Department of Cardiovascular Surgery, Mayo Clinic, Rochester, Minnesota.
Department of Cardiovascular Surgery, Boston Children's Hospital, Harvard Medical School, Boston, Massachusetts.
Ann Thorac Surg. 2024 Sep;118(3):527-544. doi: 10.1016/j.athoracsur.2024.04.012. Epub 2024 Jun 20.
Although coarctation of the aorta without concomitant intracardiac pathology is relatively common, there is lack of guidance regarding aspects of its management in neonates and infants.
A panel of experienced congenital cardiac surgeons, cardiologists, and intensivists was created, and key questions related to the management of isolated coarctation in neonates and infants were formed using the PICO (Patients/Population, Intervention, Comparison/Control, Outcome) Framework. A literature search was then performed for each question. Practice guidelines were developed with classification of recommendation and level of evidence using a modified Delphi method.

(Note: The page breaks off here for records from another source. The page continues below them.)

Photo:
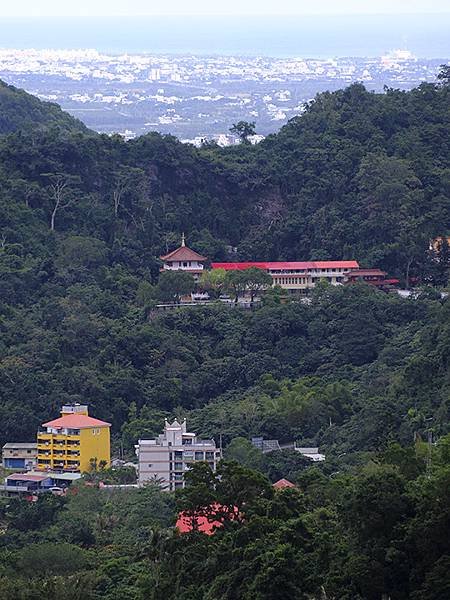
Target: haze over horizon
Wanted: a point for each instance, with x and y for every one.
(95, 8)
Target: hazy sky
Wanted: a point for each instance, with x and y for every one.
(22, 8)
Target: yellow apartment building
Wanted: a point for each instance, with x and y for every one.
(73, 442)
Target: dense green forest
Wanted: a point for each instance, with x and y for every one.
(22, 112)
(365, 534)
(361, 373)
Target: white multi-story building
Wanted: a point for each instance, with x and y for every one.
(166, 458)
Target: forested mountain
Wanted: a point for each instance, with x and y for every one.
(84, 218)
(361, 373)
(20, 111)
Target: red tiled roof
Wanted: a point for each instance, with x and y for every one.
(76, 422)
(283, 483)
(367, 273)
(25, 477)
(185, 522)
(183, 253)
(293, 266)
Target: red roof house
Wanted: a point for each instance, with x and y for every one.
(76, 421)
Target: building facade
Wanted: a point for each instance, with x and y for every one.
(298, 277)
(184, 259)
(19, 455)
(74, 442)
(166, 458)
(375, 277)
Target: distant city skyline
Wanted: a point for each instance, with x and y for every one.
(49, 8)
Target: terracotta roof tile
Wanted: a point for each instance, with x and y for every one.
(76, 422)
(183, 253)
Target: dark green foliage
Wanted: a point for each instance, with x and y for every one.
(356, 371)
(20, 111)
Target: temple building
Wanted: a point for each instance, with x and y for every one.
(298, 277)
(184, 259)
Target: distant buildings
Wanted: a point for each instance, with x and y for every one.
(298, 277)
(29, 485)
(73, 442)
(19, 455)
(166, 458)
(311, 453)
(184, 259)
(374, 277)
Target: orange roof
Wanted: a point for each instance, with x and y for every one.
(283, 483)
(26, 477)
(76, 422)
(294, 266)
(183, 253)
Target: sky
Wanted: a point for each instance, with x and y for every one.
(32, 8)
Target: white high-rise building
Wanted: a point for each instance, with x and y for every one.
(166, 458)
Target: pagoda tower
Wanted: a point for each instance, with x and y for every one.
(184, 259)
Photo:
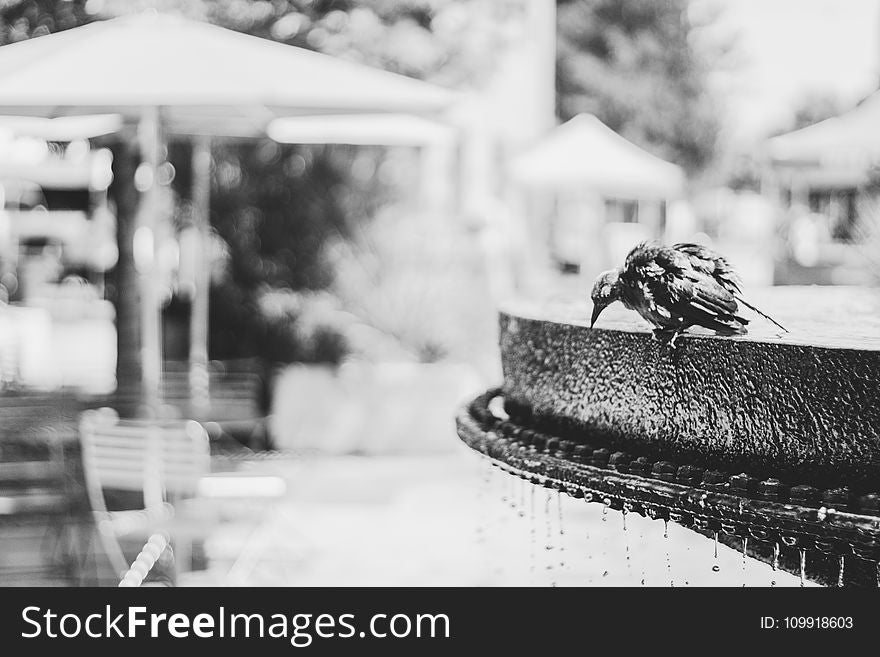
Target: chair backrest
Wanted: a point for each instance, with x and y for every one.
(163, 460)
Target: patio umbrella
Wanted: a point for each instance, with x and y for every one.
(584, 152)
(170, 75)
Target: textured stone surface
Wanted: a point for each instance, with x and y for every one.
(804, 407)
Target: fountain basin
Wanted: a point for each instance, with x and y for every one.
(769, 440)
(803, 407)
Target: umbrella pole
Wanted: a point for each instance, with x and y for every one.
(149, 135)
(198, 334)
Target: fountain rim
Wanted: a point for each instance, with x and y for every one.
(522, 308)
(810, 527)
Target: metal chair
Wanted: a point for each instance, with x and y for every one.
(166, 467)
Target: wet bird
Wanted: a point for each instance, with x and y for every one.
(674, 288)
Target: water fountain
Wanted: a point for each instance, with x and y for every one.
(769, 443)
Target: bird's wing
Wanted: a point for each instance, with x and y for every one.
(712, 264)
(679, 283)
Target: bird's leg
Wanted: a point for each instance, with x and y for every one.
(665, 335)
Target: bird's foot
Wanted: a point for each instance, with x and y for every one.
(667, 337)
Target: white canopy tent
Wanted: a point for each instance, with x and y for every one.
(584, 152)
(599, 193)
(169, 75)
(836, 152)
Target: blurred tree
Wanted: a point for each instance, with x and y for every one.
(812, 108)
(276, 206)
(632, 64)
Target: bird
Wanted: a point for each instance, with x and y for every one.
(676, 287)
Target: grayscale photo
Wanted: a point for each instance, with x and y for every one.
(439, 293)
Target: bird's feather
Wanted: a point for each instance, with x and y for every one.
(694, 285)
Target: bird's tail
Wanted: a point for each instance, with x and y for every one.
(761, 313)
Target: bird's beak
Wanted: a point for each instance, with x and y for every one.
(597, 310)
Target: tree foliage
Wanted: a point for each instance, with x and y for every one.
(632, 63)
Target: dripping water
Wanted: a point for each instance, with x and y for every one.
(549, 534)
(715, 566)
(623, 512)
(522, 498)
(561, 530)
(588, 497)
(803, 565)
(775, 565)
(533, 538)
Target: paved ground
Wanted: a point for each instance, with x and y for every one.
(450, 520)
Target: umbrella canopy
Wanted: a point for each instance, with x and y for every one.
(584, 152)
(208, 79)
(360, 130)
(850, 140)
(176, 76)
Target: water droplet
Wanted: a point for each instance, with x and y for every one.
(561, 530)
(803, 565)
(533, 531)
(715, 566)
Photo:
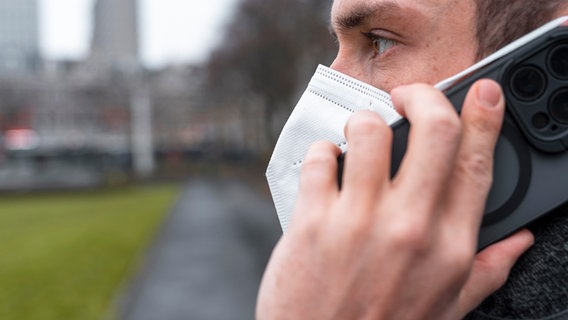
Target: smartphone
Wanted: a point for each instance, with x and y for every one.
(530, 176)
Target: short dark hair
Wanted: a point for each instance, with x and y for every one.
(500, 22)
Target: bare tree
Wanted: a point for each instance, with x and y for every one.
(269, 50)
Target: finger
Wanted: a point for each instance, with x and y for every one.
(318, 179)
(482, 115)
(434, 139)
(491, 269)
(367, 163)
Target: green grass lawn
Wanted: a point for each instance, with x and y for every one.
(65, 256)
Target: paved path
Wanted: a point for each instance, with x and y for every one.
(208, 260)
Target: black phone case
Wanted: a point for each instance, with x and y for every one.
(530, 166)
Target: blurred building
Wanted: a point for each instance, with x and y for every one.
(115, 34)
(19, 40)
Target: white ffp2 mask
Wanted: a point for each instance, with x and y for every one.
(321, 114)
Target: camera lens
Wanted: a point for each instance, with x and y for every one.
(528, 83)
(540, 120)
(558, 61)
(558, 106)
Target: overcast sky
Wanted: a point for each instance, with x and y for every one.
(172, 31)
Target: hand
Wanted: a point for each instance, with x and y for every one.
(400, 248)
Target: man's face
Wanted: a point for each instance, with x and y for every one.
(388, 43)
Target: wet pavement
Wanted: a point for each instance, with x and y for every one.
(209, 256)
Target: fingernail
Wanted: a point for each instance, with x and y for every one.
(488, 93)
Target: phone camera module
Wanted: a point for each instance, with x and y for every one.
(558, 106)
(528, 83)
(558, 61)
(540, 120)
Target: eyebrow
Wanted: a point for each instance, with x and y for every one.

For neonates and infants with isolated coarctation, surgery is indicated in the absence of obvious surgical contraindications. For patients with risk factors for surgery, medical management before intervention is reasonable. For those stable off prostaglandin E, the threshold for intervention remains unclear. Thoracotomy is indicated when arch hypoplasia is not present. Sternotomy is preferable when arch hypoplasia is present that cannot be adequately addressed through a thoracotomy. Sternotomy may also be considered in the presence of a bovine aortic arch. Antegrade cerebral perfusion may be reasonable when the repair is performed through a sternotomy. Extended end-to-end, arch advancement, and patch augmentation are all reasonable techniques.
Surgery remains the standard of care for the management of isolated coarctation in neonates and infants. Depending on degree and location, arch hypoplasia may require a sternotomy approach as opposed to a thoracotomy approach. Significant opportunities remain to better delineate management in these patients.
虽然主动脉缩窄伴发心脏内病变相对少见,但对于新生儿和婴儿的主动脉缩窄的治疗方面仍缺乏相关指导。
创建了一个由经验丰富的先天性心脏外科医生、心脏病专家和重症监护医生组成的专家组,使用 PICO(患者/人群、干预、比较/对照、结果)框架形成了与新生儿和婴儿单纯性主动脉缩窄管理相关的关键问题。然后针对每个问题进行文献检索。使用改良 Delphi 法,根据推荐分类和证据水平制定实践指南。
对于患有孤立性主动脉缩窄的新生儿和婴儿,如果没有明显的手术禁忌证,建议进行手术。对于有手术风险因素的患者,在干预前进行药物治疗是合理的。对于那些在停止前列腺素 E 治疗后仍稳定的患者,干预的阈值仍不明确。当不存在弓降部发育不良时,建议行开胸手术。当存在无法通过开胸手术充分解决的弓降部发育不良时,建议行胸骨切开术。当存在牛型主动脉弓时,也可以考虑行胸骨切开术。当通过胸骨切开术进行修复时,顺行性脑灌注可能是合理的。延长端对端吻合、弓部延伸和补片增强都是合理的技术。
手术仍然是新生儿和婴儿单纯性主动脉缩窄治疗的标准方法。根据程度和位置的不同,弓降部发育不良可能需要胸骨切开术而不是开胸术。在这些患者中,仍有很大的机会更好地明确管理方法。